Britain will look to Mark Cavendish and Victoria Pendleton to rescue their world track cycling championships campaign after another bad day of results on Thursday.
Despite coming to the five-day competition looking to lay the foundations for the London Olympics in 2012, Britain — the track kings of Beijing with seven golds from 10 finals — were left rueing what might have been.
Britain’s head coach Heiko Salzwedel was hoping the Olympic team pursuit champions would make the final. Instead, a quartet with only one Olympic survivor in Ed Clancy, was beat in the bronze medal match by New Zealand. Matt Parker, the men’s endurance coach, put a brave face on the performance.
“It was probably exactly as we expected, to be honest, and we got two good rides there out of a very young team,” Parker said. “If you look at the team pursuit times of the last two years for us, it’s the equivalent of where the Olympic team was two years ago.”
The world title went to Olympic silver medalists Denmark, who took advantage of Britain’s comparative weakness and the relative inexperience of a young Australian team to claim a first world gold in the 16-lap event. Olympic silver medalist Alex Rasmussen said he would have preferred to beat their Olympic conquerors Britain in the final.
“We wanted to defeat the British in the final just to beat them ...that didn’t happen this year,” Rasmussen said.
Jack Bobridge, the only Olympian in Australia’s team, was sorely disappointed at just missing the gold.
“When it comes down to the racing you have to rely on the coach, but I felt we held them and held them pretty even, but unfortunately they had the legs in the last kilo,” Bobridge said.
Britain made no changes to the team that had failed to qualify for the final and that arguably cost them a medal as Clancy, Steven Burke, Jonathan Bellis and Peter Kennaugh finished in 4 minutes, 1.838 seconds.
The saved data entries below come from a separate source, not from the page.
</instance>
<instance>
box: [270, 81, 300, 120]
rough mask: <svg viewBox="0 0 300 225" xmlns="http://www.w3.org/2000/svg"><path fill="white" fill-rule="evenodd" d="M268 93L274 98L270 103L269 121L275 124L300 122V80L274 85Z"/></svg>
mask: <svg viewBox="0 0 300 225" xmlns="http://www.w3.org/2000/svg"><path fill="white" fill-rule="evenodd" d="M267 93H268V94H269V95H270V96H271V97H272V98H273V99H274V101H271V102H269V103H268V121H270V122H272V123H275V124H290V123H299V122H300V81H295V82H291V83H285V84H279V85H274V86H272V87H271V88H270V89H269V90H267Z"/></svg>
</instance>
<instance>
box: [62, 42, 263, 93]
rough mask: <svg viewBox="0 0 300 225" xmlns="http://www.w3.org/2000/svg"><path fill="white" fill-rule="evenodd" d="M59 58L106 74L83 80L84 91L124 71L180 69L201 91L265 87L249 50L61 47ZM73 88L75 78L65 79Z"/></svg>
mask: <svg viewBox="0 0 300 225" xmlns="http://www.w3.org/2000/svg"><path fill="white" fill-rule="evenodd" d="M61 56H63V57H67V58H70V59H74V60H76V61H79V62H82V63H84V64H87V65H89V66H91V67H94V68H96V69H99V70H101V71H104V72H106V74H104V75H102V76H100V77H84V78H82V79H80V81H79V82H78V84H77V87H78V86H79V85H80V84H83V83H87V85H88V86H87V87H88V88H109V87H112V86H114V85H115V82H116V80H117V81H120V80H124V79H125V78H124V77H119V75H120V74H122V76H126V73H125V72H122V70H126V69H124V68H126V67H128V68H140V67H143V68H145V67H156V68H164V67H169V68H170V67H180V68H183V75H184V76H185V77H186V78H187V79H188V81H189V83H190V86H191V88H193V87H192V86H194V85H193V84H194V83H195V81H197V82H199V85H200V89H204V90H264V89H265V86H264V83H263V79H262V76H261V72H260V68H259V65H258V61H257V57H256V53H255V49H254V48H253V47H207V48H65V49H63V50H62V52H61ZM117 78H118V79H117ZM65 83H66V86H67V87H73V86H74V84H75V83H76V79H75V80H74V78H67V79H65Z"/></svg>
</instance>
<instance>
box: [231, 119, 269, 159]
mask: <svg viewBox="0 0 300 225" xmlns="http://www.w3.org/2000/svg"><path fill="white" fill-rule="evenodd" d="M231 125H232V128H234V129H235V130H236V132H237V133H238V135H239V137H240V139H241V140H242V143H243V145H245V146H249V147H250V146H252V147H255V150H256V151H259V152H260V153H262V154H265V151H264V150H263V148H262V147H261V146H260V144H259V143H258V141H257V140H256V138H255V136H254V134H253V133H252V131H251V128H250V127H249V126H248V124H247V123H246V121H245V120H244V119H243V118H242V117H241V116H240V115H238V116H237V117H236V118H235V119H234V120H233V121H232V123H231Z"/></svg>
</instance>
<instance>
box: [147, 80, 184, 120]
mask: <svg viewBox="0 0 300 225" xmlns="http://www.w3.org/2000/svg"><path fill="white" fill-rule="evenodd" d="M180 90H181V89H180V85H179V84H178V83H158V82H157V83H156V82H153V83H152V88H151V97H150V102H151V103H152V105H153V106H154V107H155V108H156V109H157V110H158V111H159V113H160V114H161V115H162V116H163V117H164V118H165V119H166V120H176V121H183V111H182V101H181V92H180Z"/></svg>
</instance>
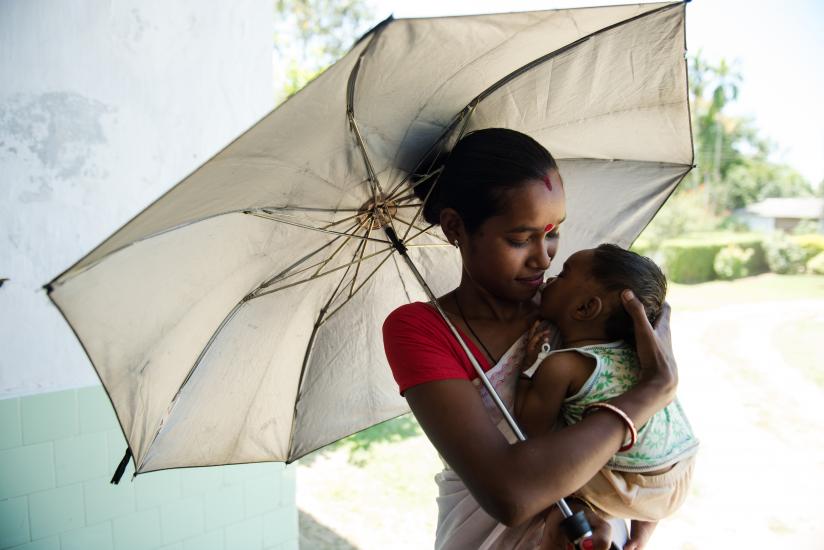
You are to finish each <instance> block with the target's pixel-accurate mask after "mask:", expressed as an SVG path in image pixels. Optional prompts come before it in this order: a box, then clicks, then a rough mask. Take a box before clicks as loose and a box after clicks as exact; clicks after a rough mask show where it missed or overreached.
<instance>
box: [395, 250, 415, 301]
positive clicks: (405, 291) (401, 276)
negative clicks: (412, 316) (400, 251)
mask: <svg viewBox="0 0 824 550" xmlns="http://www.w3.org/2000/svg"><path fill="white" fill-rule="evenodd" d="M392 262H393V263H394V264H395V271H397V272H398V279H400V281H401V287H402V288H403V293H404V294H405V295H406V301H407V302H408V303H412V297H411V296H409V291H408V290H407V289H406V282H405V281H404V280H403V276H402V275H401V267H400V266H399V265H398V259H397V258H396V257H395V255H394V254H393V255H392Z"/></svg>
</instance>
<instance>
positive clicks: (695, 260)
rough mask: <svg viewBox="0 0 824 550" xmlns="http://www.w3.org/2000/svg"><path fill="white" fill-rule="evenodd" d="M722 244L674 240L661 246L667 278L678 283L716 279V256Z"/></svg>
mask: <svg viewBox="0 0 824 550" xmlns="http://www.w3.org/2000/svg"><path fill="white" fill-rule="evenodd" d="M723 247H724V245H723V244H721V243H708V242H700V241H690V240H688V239H672V240H669V241H666V242H665V243H664V244H663V245H662V246H661V255H662V257H663V264H664V265H663V267H664V271H665V272H666V274H667V277H668V278H669V279H670V280H671V281H674V282H676V283H703V282H706V281H712V280H713V279H715V267H714V262H715V255H716V254H718V251H719V250H721V248H723Z"/></svg>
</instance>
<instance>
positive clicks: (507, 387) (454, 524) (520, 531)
mask: <svg viewBox="0 0 824 550" xmlns="http://www.w3.org/2000/svg"><path fill="white" fill-rule="evenodd" d="M525 352H526V334H524V335H522V336H521V338H519V339H518V340H517V341H516V342H515V343H514V344H512V346H511V347H510V348H509V349H508V350H507V352H506V353H505V354H504V355H503V357H501V359H500V361H498V363H497V364H496V365H495V366H494V367H492V368H491V369H490V370H489V371H487V377H488V378H489V381H490V382H491V383H492V386H493V387H494V388H495V390H496V391H497V392H498V395H499V396H500V397H501V400H502V401H503V402H504V403H505V404H506V406H507V407H508V408H509V410H510V411H511V410H513V404H514V401H515V387H516V384H517V382H518V373H519V372H520V367H521V362H522V360H523V357H524V353H525ZM473 383H474V384H475V386H476V387H477V388H478V392H479V393H480V394H481V398H482V399H483V402H484V406H485V407H486V410H487V412H488V413H489V416H490V418H491V419H492V421H493V422H495V423H496V424H497V425H498V429H500V430H501V432H502V433H503V434H504V435H505V436H506V438H507V439H508V440H509V442H510V443H514V442H515V441H516V438H515V434H513V433H512V431H511V430H510V428H509V426H508V425H507V424H506V421H505V420H504V419H503V416H502V415H501V412H500V411H499V410H498V408H497V407H496V406H495V404H494V403H493V401H492V398H491V397H490V396H489V393H488V392H487V391H486V389H485V388H484V387H483V386H482V385H481V383H480V380H478V379H477V378H476V379H475V380H474V381H473ZM435 482H436V483H437V484H438V528H437V531H436V535H435V549H436V550H466V549H470V548H472V549H474V548H478V549H483V550H492V549H501V550H503V549H507V550H513V549H517V550H522V549H530V550H532V549H535V548H538V545H539V543H540V539H541V533H542V532H543V527H544V522H543V519H542V518H533V519H532V520H530V521H529V522H527V523H526V524H524V525H521V526H519V527H514V528H508V527H506V526H505V525H503V524H501V523H499V522H498V521H496V520H495V519H494V518H493V517H492V516H490V515H489V514H487V513H486V512H485V511H484V510H483V509H482V508H481V506H480V505H479V504H478V502H477V501H476V500H475V498H474V497H473V496H472V495H471V494H470V492H469V490H468V489H467V488H466V486H465V485H464V483H463V481H461V479H460V478H459V477H458V475H457V474H456V473H455V472H454V471H452V470H451V469H450V468H449V467H448V466H446V467H445V468H444V470H443V471H442V472H440V473H439V474H437V475H436V476H435Z"/></svg>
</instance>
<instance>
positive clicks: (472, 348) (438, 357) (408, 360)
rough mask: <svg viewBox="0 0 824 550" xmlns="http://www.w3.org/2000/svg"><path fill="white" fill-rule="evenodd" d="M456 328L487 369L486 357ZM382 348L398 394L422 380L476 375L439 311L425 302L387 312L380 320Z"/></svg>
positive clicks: (487, 363)
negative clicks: (384, 317)
mask: <svg viewBox="0 0 824 550" xmlns="http://www.w3.org/2000/svg"><path fill="white" fill-rule="evenodd" d="M456 328H457V327H456ZM458 331H459V334H460V335H461V336H462V337H463V339H464V341H465V342H466V344H467V346H469V350H470V351H471V352H472V354H473V355H474V356H475V357H476V358H477V359H478V363H479V364H480V365H481V368H483V369H484V371H488V370H489V369H490V368H491V365H490V364H489V361H488V360H487V359H486V356H485V355H484V354H482V353H480V351H479V350H478V348H477V347H476V346H475V344H474V343H473V342H472V340H470V339H469V338H467V337H466V336H465V335H464V334H463V332H461V331H460V329H458ZM383 347H384V350H385V351H386V359H387V360H388V361H389V366H390V367H391V368H392V375H393V376H394V377H395V382H397V383H398V387H399V388H400V392H401V395H403V392H405V391H406V390H407V389H409V388H411V387H412V386H417V385H418V384H423V383H424V382H432V381H434V380H451V379H461V380H473V379H474V378H477V376H478V375H477V373H476V372H475V369H474V368H473V367H472V363H470V362H469V358H468V357H467V356H466V353H465V352H464V350H463V348H461V345H460V344H459V343H458V341H457V340H456V339H455V337H454V336H453V334H452V331H450V330H449V327H448V326H447V324H446V322H445V321H444V320H443V318H442V317H441V315H440V313H438V311H437V310H436V309H435V308H434V307H433V306H431V305H429V304H426V303H424V302H414V303H411V304H406V305H403V306H401V307H399V308H398V309H396V310H395V311H393V312H392V313H390V314H389V316H388V317H387V318H386V321H384V323H383Z"/></svg>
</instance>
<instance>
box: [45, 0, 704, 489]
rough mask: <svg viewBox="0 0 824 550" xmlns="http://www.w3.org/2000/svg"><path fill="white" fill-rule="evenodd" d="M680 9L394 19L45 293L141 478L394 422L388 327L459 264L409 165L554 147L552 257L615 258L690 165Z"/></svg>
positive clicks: (221, 151) (436, 291)
mask: <svg viewBox="0 0 824 550" xmlns="http://www.w3.org/2000/svg"><path fill="white" fill-rule="evenodd" d="M684 12H685V9H684V4H683V3H655V4H642V5H629V6H613V7H601V8H583V9H574V10H558V11H538V12H526V13H512V14H499V15H479V16H468V17H443V18H432V19H398V20H395V19H391V18H390V19H388V20H387V21H384V22H383V23H381V24H380V25H378V26H377V27H375V28H374V29H373V30H372V31H370V32H369V33H367V34H366V35H365V36H364V37H363V38H362V39H361V40H359V41H358V42H357V43H356V44H355V45H354V46H353V47H352V49H351V50H350V51H349V52H348V53H347V54H346V55H345V56H344V57H343V58H342V59H341V60H340V61H338V62H337V63H336V64H335V65H333V66H332V67H330V68H329V69H328V70H326V71H325V72H324V73H323V74H321V75H320V76H319V77H317V78H316V79H315V80H314V81H313V82H311V83H310V84H309V85H308V86H307V87H305V88H304V89H303V90H302V91H300V92H299V93H298V94H296V95H295V96H293V97H292V98H290V99H289V100H288V101H286V102H285V103H284V104H282V105H281V106H279V107H278V108H276V109H275V110H274V111H272V112H271V113H269V114H268V115H266V116H265V117H264V118H263V119H261V120H260V121H259V122H258V123H256V124H255V125H254V126H253V127H251V128H250V129H249V130H247V131H246V132H245V133H243V134H242V135H241V136H240V137H238V138H237V139H235V140H234V141H233V142H232V143H230V144H229V145H228V146H227V147H226V148H224V149H223V150H222V151H220V152H219V153H218V154H217V155H215V156H214V157H213V158H211V159H210V160H209V161H207V162H206V163H205V164H203V165H202V166H200V167H199V168H198V169H197V170H195V171H194V172H193V173H192V174H191V175H189V176H188V177H186V178H185V179H184V180H183V181H181V182H180V183H178V184H177V185H176V186H174V187H173V188H172V189H171V190H169V191H168V192H167V193H166V194H165V195H163V196H162V197H160V198H159V199H158V200H157V201H155V202H154V203H153V204H151V205H150V206H149V207H147V208H146V209H145V210H143V211H142V212H141V213H140V214H139V215H137V216H136V217H135V218H134V219H132V220H131V221H129V222H128V223H127V224H126V225H125V226H124V227H122V228H121V229H120V230H118V231H117V232H115V233H114V234H113V235H112V236H110V237H109V238H108V239H106V240H105V241H104V242H103V243H102V244H100V245H99V246H98V247H97V248H95V249H94V250H93V251H91V252H90V253H89V254H88V255H87V256H85V257H84V258H82V259H81V260H80V261H78V262H77V263H76V264H75V265H73V266H72V267H70V268H69V269H68V270H67V271H65V272H64V273H62V274H61V275H59V276H58V277H57V278H55V279H54V280H53V281H52V282H51V283H49V284H48V285H47V286H46V288H47V291H48V294H49V296H50V298H51V300H52V301H53V302H54V303H55V305H56V306H57V307H58V308H59V309H60V311H61V312H62V313H63V315H64V317H65V318H66V320H67V321H68V323H69V324H70V325H71V327H72V329H73V330H74V332H75V333H76V335H77V337H78V339H79V340H80V342H81V344H82V345H83V347H84V349H85V351H86V353H87V354H88V356H89V359H90V360H91V362H92V364H93V366H94V368H95V370H96V371H97V374H98V375H99V377H100V380H101V382H102V383H103V386H104V388H105V390H106V392H107V393H108V396H109V398H110V400H111V402H112V405H113V407H114V410H115V412H116V414H117V417H118V420H119V423H120V425H121V427H122V429H123V432H124V435H125V437H126V439H127V441H128V445H129V451H130V453H131V454H132V455H133V458H134V461H135V471H136V473H144V472H150V471H155V470H161V469H167V468H176V467H186V466H207V465H218V464H237V463H249V462H261V461H287V462H291V461H294V460H296V459H297V458H299V457H301V456H303V455H305V454H307V453H309V452H311V451H313V450H315V449H318V448H320V447H322V446H324V445H326V444H328V443H330V442H333V441H335V440H337V439H339V438H341V437H344V436H346V435H349V434H351V433H354V432H356V431H359V430H362V429H364V428H366V427H369V426H370V425H373V424H375V423H377V422H381V421H383V420H386V419H389V418H392V417H395V416H397V415H400V414H403V413H405V412H407V410H408V409H407V406H406V403H405V401H404V399H402V398H401V397H400V396H399V395H398V392H397V387H396V385H395V383H394V381H393V379H392V377H391V374H390V370H389V368H388V366H387V365H386V362H385V358H384V353H383V348H382V342H381V338H380V334H381V331H380V327H381V324H382V322H383V320H384V318H385V317H386V316H387V314H388V313H389V312H391V311H392V310H393V309H394V308H396V307H397V306H399V305H401V304H403V303H406V302H409V301H413V300H420V299H426V294H425V292H424V289H423V288H422V285H421V283H422V282H423V281H425V282H426V283H428V285H429V287H430V288H431V291H432V292H434V293H435V294H441V293H443V292H446V291H448V290H450V289H451V288H454V286H456V285H457V282H458V277H459V274H460V263H459V256H458V253H457V251H455V249H454V248H452V247H451V246H450V245H449V244H448V243H446V242H445V241H444V240H443V237H442V236H441V234H440V233H439V230H438V229H437V228H432V227H430V226H428V225H427V224H426V223H425V222H423V220H422V218H421V217H420V215H419V211H420V200H418V199H417V198H416V197H415V196H414V194H413V193H412V192H411V185H412V184H411V183H410V174H412V173H417V174H423V177H435V178H436V177H437V171H434V172H430V170H429V167H428V166H427V165H426V163H425V162H423V160H422V159H426V158H429V157H430V156H431V154H432V152H433V151H437V150H440V149H448V148H449V147H450V146H451V144H453V143H454V142H455V140H456V139H457V138H458V137H459V136H460V135H462V134H463V133H465V132H468V131H471V130H474V129H478V128H485V127H508V128H512V129H516V130H519V131H522V132H525V133H527V134H529V135H531V136H533V137H534V138H535V139H537V140H538V141H540V142H541V143H542V144H543V145H545V146H546V147H547V148H548V149H549V150H550V151H552V152H553V154H554V155H555V156H556V158H557V159H558V162H559V166H560V169H561V172H562V173H563V175H564V180H565V186H566V190H567V200H568V221H567V222H566V225H567V231H566V232H565V241H564V242H563V244H562V249H561V251H560V253H559V257H560V258H559V259H561V260H563V258H564V257H565V256H567V255H568V254H569V253H571V252H572V251H574V250H577V249H580V248H582V247H587V246H592V245H594V244H596V243H598V242H601V241H612V242H617V243H619V244H623V245H625V246H626V245H629V244H630V243H631V242H632V240H633V239H634V238H635V237H636V236H637V235H638V233H639V232H640V231H641V230H642V229H643V228H644V227H645V225H646V224H647V223H648V222H649V220H650V219H651V218H652V217H653V216H654V214H655V213H656V211H657V210H658V209H659V208H660V206H661V205H662V204H663V202H664V201H665V200H666V198H667V197H668V196H669V195H670V193H671V192H672V191H673V190H674V188H675V186H676V185H677V184H678V182H679V181H680V180H681V179H682V178H683V177H684V175H685V174H686V173H687V172H688V171H689V170H690V168H691V165H692V161H693V157H692V143H691V134H690V123H689V109H688V95H687V82H686V65H685V59H684V53H685V44H684ZM402 250H403V251H405V255H406V256H404V255H402V254H401V253H400V252H401V251H402ZM406 257H408V259H409V261H408V262H407V261H406V259H405V258H406ZM560 263H562V262H560ZM413 266H414V270H413ZM127 456H128V455H127ZM124 465H125V462H124Z"/></svg>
The Kiwis, composed of Westley Gough, Peter Latham, Marc Ryan and Jesse Sergent, finished in 4 minutes, 0.248 seconds to claim the bronze.
In the only speed event final, Germany proved kings for the second day in a row. Twenty-four hours after Maximilian Levy battled to succeed Britain’s Chris Hoy as keirin champion, teammate Stefan Nimke destroyed the field in a time of 1 minute, 0.666 seconds for the 1km event. Two, almost equally impressive, performances followed courtesy of Taylor Phinney of the US and Mohd Rizal Tisin of Malaysia, who took silver and bronze respectively.
The feat of Phinney was all the more impressive as the 18-year-old son of former cycling champions Davis Phinney and Connie Carpenter has only raced in a few 1km races in official competition.
His first lap left him in 25th place, but from there he went to 22nd, then 10th, then second.
“I don’t know if it’s the right way to do it, but it’s the pursuiters’ way of riding the kilo I guess,” he said modestly.
Tisin’s bronze was his country’s first ever at the world championships.
Lissie Armitstead got up from a crash to claim a silver medal behind Yumari Gonzalez in the women’s scratch final, giving Britain some consolation.
But the Brits will be looking for another color when Cavendish races the Madison with fellow Isle of Man rider Peter Kennaugh and Pendleton aims to claim a fourth gold in the women’s sprint.